We established a network of partners that span academia, government, other pharma companies and multiple manufacturing partners that have enabled us to accelerate the development of what we believe could be a best-in-class mAb, which is currently being evaluated in a phase 3 trial. In addition to moving rapidly to produce clinical material and to determine the efficacy of the product, this partnership network has accelerated the development of a high-yield commercial process that could provide up to ten million doses in 2021.
If successful, we will have condensed a drug development process that typically takes 8–10 years into just over a year. Now, we need to invest in being better prepared to address emerging pathogens to avoid future pandemics.
J.G.: Centivax is also deeply appreciative of its partners: Galveston National Laboratory, the University of Texas Medical Branch, the US Department of Defense, USAMRIID, the Peter Kim lab at Stanford University, the Nigel Temperton lab at the University of Kent, Sino Biological, Thermo Fisher, ATUM, Millipore and Charles River Laboratories. All have been remarkable partners in this effort to develop an abundant and affordable therapeutic against COVID-19.
Antibodies historically have been thought of as potent but expensive medicines, often costing more than $10,000 per treatment. This is not cost-of-goods: an mAb therapy costs roughly $100 per gram to produce, and 1–2 gram doses appear to provide benefit in clinical studies. Subsidization of mass production by governments combined with a high-volume/low-unit-cost pricing model could be used to make sure that all people have access. Governments cannot subsidize $10,000 per dose for all sick citizens, but they could subsidize a medicine at $500 per dose. Alternative manufacturing platforms could further increase access for nations that may not have GMP capability for CHO, but do have GMP capability for bacterial or fungal expression platforms.

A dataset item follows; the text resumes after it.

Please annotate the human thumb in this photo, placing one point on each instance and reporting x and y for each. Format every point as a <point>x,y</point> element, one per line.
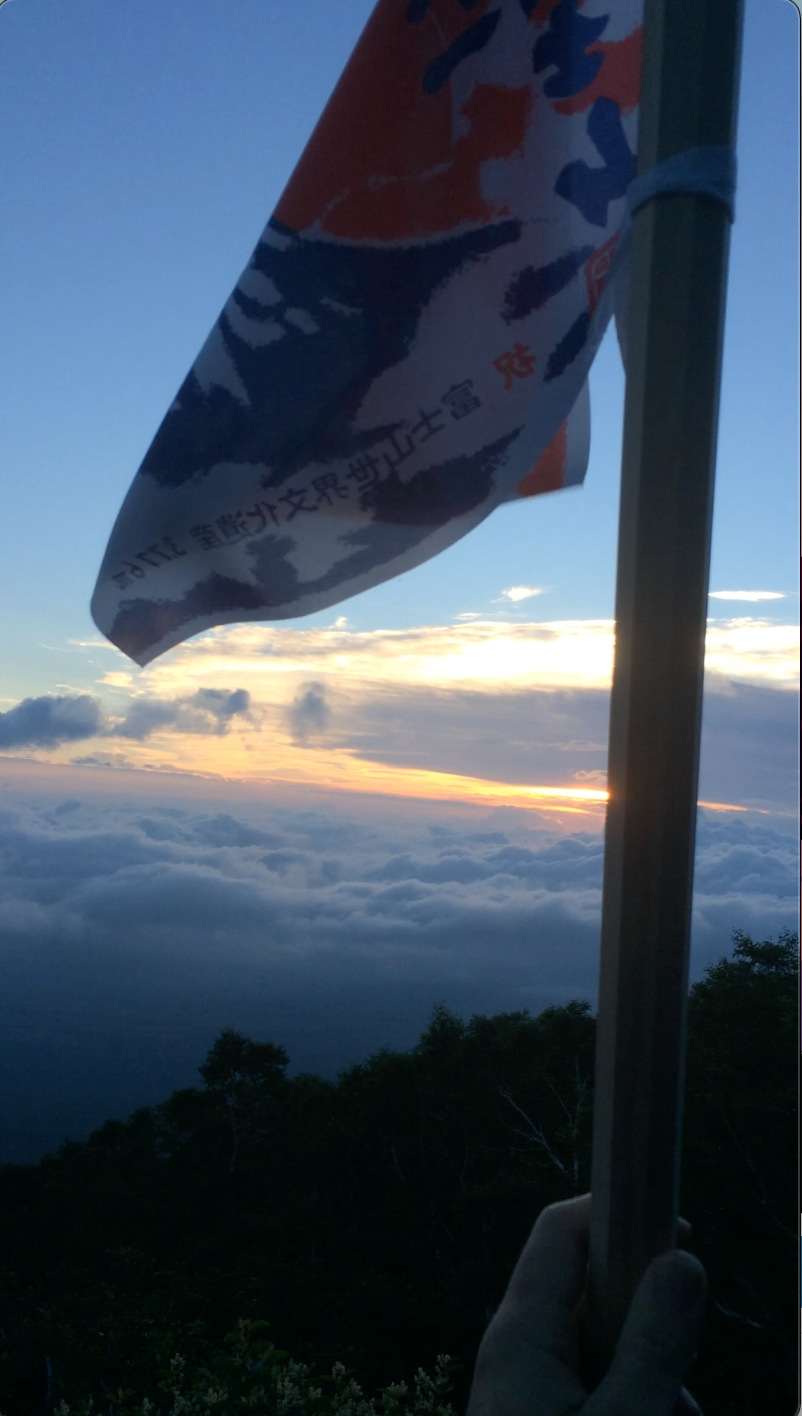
<point>658,1341</point>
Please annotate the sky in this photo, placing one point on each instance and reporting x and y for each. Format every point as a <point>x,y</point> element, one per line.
<point>319,829</point>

L.J.S.: Development of neutralizing cross-reactive human mAbs to conserved epitopes on SARS, SARS-CoV-2 and SARS-related coronaviruses that can inhibit infection by multiple sarbecoviruses is critical for immediate availability of immunotherapies for future emerging SARS-related coronavirus outbreaks. Identification of such conserved epitopes are also important for the design of broadly reactive vaccines to prevent future SARS-related coronavirus infections. Nanobodies are a promising approach because of their small size, stability and potential for intracellular uptake and intracellular viral neutralization.

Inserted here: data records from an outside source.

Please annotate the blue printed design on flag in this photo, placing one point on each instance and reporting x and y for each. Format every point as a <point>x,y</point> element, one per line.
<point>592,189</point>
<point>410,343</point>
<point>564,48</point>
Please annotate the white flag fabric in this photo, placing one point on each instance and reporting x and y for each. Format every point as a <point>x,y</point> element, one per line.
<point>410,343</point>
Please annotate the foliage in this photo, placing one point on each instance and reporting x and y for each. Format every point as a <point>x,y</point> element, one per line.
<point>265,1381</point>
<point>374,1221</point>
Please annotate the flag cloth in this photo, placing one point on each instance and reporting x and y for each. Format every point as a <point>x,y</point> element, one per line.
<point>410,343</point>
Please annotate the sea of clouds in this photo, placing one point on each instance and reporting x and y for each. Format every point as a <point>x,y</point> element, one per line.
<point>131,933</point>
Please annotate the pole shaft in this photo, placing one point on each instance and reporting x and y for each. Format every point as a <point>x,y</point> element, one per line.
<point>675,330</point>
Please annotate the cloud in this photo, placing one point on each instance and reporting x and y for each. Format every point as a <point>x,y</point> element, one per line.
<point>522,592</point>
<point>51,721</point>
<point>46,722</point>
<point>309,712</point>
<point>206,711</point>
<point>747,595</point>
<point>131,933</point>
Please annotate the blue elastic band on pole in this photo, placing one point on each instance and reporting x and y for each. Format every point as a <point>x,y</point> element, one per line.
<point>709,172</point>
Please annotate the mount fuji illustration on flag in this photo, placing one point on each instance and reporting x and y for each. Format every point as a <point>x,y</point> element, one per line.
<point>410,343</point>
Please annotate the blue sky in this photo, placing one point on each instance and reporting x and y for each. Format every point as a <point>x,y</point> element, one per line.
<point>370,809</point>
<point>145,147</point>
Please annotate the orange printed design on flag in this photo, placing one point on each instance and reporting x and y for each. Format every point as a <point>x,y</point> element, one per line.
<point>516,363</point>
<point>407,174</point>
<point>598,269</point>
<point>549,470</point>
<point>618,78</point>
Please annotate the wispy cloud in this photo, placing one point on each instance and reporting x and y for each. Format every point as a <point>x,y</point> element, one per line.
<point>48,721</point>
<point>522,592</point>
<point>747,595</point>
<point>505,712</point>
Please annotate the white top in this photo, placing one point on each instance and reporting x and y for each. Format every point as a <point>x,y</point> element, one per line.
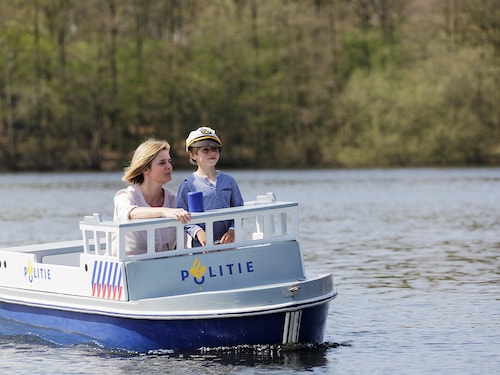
<point>131,197</point>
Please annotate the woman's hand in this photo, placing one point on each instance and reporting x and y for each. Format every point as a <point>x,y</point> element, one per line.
<point>179,214</point>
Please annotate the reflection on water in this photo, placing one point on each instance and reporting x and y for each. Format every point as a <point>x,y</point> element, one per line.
<point>414,253</point>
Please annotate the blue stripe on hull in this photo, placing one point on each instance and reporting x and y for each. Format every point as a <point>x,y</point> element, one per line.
<point>142,335</point>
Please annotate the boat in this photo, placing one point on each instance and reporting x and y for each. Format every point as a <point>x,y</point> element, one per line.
<point>253,291</point>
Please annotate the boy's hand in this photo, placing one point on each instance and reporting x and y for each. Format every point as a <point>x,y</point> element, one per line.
<point>228,237</point>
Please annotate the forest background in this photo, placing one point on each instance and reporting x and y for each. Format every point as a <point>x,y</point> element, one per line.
<point>286,83</point>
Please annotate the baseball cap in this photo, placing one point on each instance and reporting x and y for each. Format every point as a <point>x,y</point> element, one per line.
<point>203,137</point>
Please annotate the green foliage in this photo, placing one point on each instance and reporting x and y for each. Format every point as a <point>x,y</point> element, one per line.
<point>287,84</point>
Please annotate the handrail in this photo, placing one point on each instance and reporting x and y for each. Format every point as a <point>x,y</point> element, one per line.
<point>258,222</point>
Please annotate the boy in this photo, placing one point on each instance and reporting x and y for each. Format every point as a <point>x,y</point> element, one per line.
<point>219,189</point>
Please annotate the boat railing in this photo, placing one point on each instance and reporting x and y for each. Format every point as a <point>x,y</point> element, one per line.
<point>256,223</point>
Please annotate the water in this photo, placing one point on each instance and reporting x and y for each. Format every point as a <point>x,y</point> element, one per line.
<point>414,252</point>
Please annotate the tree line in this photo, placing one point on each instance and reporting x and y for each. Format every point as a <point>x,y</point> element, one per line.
<point>286,83</point>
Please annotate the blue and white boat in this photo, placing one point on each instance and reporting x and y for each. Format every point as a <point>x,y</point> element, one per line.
<point>252,291</point>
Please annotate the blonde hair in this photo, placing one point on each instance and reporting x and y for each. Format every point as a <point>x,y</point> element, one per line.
<point>142,158</point>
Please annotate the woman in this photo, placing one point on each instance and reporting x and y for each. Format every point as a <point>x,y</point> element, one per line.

D.B.: We absolutely have to stockpile broadly neutralizing mAbs to coronaviruses so we have a better chance of combatting SARS-CoV-3 when it emerges! For the present therapies, there will be many challenges in distributing products to low- and middle-income countries. I recommend reading the recent excellent report “Expanding Access to Monoclonal Antibodies” from the Wellcome Trust and IAVI [the International AIDS Vaccine Initiative].

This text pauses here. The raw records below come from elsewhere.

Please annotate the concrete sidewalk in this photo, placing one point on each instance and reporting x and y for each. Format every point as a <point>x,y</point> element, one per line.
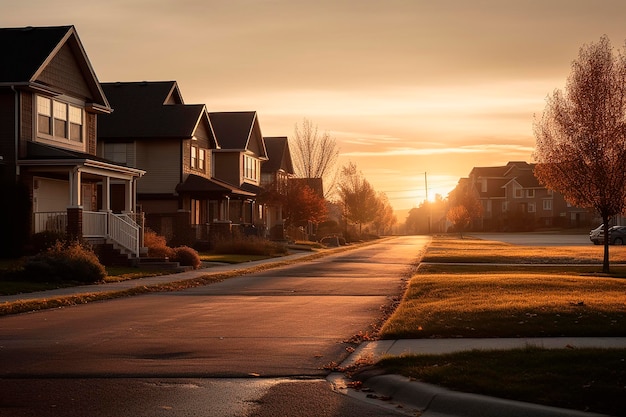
<point>426,400</point>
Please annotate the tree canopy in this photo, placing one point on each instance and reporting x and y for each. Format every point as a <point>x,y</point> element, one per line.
<point>315,155</point>
<point>581,136</point>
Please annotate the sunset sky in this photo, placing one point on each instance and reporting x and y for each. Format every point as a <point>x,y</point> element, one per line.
<point>406,87</point>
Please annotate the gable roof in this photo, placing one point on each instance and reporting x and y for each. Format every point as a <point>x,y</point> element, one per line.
<point>234,130</point>
<point>149,110</point>
<point>278,154</point>
<point>27,51</point>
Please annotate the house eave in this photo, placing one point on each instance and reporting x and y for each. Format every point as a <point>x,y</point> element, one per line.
<point>88,163</point>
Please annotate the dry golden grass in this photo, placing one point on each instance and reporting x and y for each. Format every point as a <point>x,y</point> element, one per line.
<point>448,300</point>
<point>449,249</point>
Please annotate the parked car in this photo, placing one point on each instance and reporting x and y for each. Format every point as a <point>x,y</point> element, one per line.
<point>617,235</point>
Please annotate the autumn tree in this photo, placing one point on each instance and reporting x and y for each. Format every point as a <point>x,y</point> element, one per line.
<point>315,155</point>
<point>581,136</point>
<point>301,204</point>
<point>357,196</point>
<point>385,218</point>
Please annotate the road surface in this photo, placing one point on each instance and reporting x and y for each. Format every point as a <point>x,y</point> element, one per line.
<point>241,347</point>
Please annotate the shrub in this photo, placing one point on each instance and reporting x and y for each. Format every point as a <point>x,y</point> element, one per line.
<point>157,245</point>
<point>42,241</point>
<point>65,262</point>
<point>187,256</point>
<point>249,246</point>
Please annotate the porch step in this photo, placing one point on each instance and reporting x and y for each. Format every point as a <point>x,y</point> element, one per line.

T.G.: The identification and stockpiling of broadly protective coronavirus mAbs and vaccines should be a priority going forward. We have now seen the emergence of four endemic coronaviruses (HKU1, NL63, OC43 and 229E), two highly pathogenic coronaviruses that caused deadly outbreaks (SARS and MERS), and one coronavirus that caused the current COVID-19 pandemic (SARS-CoV-2). Given that the latter three viruses all emerged over the past two decades, it appears not to be a matter of ‘if’ but a matter of ‘when’ the next pathogenic coronavirus will spill over from zoonotic reservoirs into the human population.